Am I the only person to have noticed that the proportion of the electorate who voted against the Nice Treaty was significantly smaller than in the case of the Amsterdam Treaty? Yes, I thought so!
The Amsterdam Treaty was voted upon on the same day as the Belfast Agreement, and 56 per cent of the electorate voted. Once they were in the polling stations to vote on that issue, all but 5 per cent of them also used their votes to give a verdict on the Amsterdam Treaty. Just under 40 per cent of these cast their votes against it, and that represented 21 per cent of the electorate.
But on June 7th last, unsurprisingly in the absence of any equivalent supplementary attraction, only 33 per cent of the electorate voted - and just over half of these, 18 per cent of the total electorate, voted against.
It is an absolute mystery to me that any politician should have found this outcome surprising, for it seemed to me self-evident that it would be difficult to get this treaty ratified in a referendum. Not impossible, perhaps, if the Government had launched and run an effective campaign to explain why the treaty should be approved and had answered effectively the objections of those who, having tasted blood in the Amsterdam Treaty referendum, were bound to make an even greater effort to defeat the Nice Treaty. But neither the Government nor indeed the Opposition parties, made any effort at such a campaign.
There is simply no point in complaining about the tactics of those campaigning against the Nice Treaty. The referendum was lost not because 18 per cent of the electorate were persuaded to vote against the treaty, but because the Government, and the other parties supporting the treaty, failed to convince even one-sixth of the electorate to come out to vote for it.
Had the Government been seriously concerned about the Nice Treaty, there were several things they might have done to persuade the people to ratify it.
The Government could have organised or encouraged meetings all around the State which could have been addressed not only by the Taoiseach and the Minister for Foreign Affairs, but also by other Ministers - almost all of whom seemed astonishingly silent during the campaign, although presumably they aren't all Eurosceptics.
Second, the Government party must surely have had the capacity to finance the printing and display of posters on at least an equal scale with the small fringe groups which put up No posters all over the State. Had Fianna Fail done that, I am sure that Fine Gael and Labour would have felt obliged to follow suit - not that these parties are to be excused for the inadequacies of their campaigns simply because Fianna Fail failed dismally to meet their responsibilities.
Third, the Government could have moved to offer some reassurance to public opinion on the neutrality issue, by hammering away at the fact that our existing legislation on the Defence Forces already precludes participation in peacekeeping actions by the Rapid Reaction Force not mandated by the UN and, if necessary, even strengthening the legislative ban on such engagement. Failure to address this issue seriously gave the antis a free run with their scare-mongering, body-bags and all.

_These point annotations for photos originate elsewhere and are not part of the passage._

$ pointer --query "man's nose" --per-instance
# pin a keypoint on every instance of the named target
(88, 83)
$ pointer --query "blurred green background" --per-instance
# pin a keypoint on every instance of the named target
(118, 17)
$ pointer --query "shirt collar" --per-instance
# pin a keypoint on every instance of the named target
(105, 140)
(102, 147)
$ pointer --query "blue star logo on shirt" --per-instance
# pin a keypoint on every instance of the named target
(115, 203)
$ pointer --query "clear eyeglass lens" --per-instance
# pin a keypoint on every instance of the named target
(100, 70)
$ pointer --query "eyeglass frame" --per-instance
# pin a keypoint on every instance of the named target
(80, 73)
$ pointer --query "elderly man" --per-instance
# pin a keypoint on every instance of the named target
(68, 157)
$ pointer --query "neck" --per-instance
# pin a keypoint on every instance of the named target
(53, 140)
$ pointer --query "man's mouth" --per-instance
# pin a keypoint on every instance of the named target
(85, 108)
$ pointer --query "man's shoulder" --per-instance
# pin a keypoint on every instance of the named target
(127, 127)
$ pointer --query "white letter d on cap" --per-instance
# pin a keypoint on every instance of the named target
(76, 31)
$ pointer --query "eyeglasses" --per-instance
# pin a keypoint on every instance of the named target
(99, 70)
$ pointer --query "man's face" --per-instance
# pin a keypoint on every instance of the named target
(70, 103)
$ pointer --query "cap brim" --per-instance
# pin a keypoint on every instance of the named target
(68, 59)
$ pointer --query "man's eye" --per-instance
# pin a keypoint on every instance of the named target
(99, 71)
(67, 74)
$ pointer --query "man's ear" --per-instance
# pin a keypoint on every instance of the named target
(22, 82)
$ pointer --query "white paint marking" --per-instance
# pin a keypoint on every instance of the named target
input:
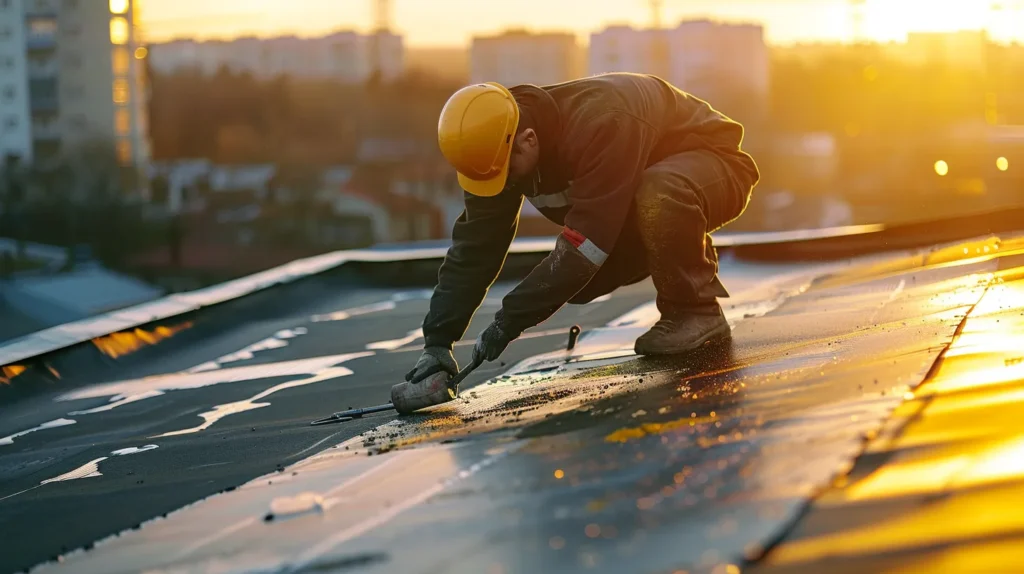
(354, 312)
(215, 537)
(89, 470)
(892, 297)
(116, 403)
(20, 492)
(315, 444)
(43, 427)
(220, 411)
(185, 381)
(393, 344)
(313, 554)
(133, 450)
(363, 475)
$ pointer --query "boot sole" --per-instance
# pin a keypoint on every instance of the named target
(718, 334)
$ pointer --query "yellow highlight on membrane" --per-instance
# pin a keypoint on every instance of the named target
(9, 372)
(633, 433)
(121, 344)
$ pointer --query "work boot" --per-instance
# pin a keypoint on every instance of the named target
(684, 332)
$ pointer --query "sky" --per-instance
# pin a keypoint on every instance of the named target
(454, 23)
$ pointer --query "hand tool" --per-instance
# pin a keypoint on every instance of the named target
(436, 389)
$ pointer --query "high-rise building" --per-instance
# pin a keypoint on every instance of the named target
(348, 56)
(623, 48)
(704, 57)
(522, 57)
(965, 49)
(74, 73)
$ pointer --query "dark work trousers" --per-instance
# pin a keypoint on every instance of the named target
(681, 200)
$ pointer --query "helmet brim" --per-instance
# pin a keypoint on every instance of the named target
(487, 187)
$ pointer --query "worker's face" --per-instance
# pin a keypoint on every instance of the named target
(525, 155)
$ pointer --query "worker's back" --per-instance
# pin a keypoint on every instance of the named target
(684, 122)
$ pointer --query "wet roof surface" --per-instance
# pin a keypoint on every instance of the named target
(588, 459)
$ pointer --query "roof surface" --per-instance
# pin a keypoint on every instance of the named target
(589, 459)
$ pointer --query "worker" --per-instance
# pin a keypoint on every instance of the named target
(636, 171)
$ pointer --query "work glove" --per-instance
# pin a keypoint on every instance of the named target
(432, 361)
(492, 343)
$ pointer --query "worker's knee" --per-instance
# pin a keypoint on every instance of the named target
(654, 187)
(664, 194)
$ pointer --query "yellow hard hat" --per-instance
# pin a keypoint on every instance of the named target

As to the increased role of the President of the Commission and the extension of qualified majority voting to some new areas so as to limit the use of the veto, these Nice Treaty provisions actually reflect two of Ireland's principal vital interests in the Community, which for some curious reason the opponents of the treaty want to sabotage.
When we joined the European Community, we made it clear that we favoured extending the use of qualified majority voting, retaining the "veto" for only a small number of sensitive issues. The reason for this was that outside these few sensitive areas - which, of course, include tax harmonisation, the "veto" has tended to be abused by large countries pursuing their own interests, sometimes fairly ruthlessly, to the disadvantage of small countries like Ireland.
Moreover there are also fears now that with the enlargement of the Community, some maverick state might use this process to block progress that all the rest of us favour.
By contrast, in our experience of qualified majority voting, there has been almost no issue in respect of which any Irish interest has been even marginally adversely affected by such a vote.
As for the role of the President of the Commission, that body's exclusive power of initiating Community legislation represents our greatest protection against being bossed or bullied by larger states. Sustaining the Commission's role, and strengthening that of its President, have been seen by all Irish Governments as our most important single vital interest in the EU.
It is frankly astonishing that opponents of the Nice Treaty should have chosen to pick on these two key Irish interests as the key reasons for voting against the treaty.
If these facts had been consistently and authoritatively presented to the electorate by the Government a lot more than 15 per cent of the electorate would have voted to ratify the Nice Treaty.
The mountain that now has to be climbed in order to clear the way for the enlargement of the Community and to restore Ireland's reputation throughout Europe is very much higher than the small hill that the Government failed to tackle in the run-up to the referendum of June 7th.
And it hasn't been made any easier by Charlie McCreevy's Gothenburg Summit solo run, which undid much of the good work by the Taoiseach and Minister for Foreign Affairs as they sought to reassure both our partners and the applicant countries about our people's goodwill in relation to enlargement.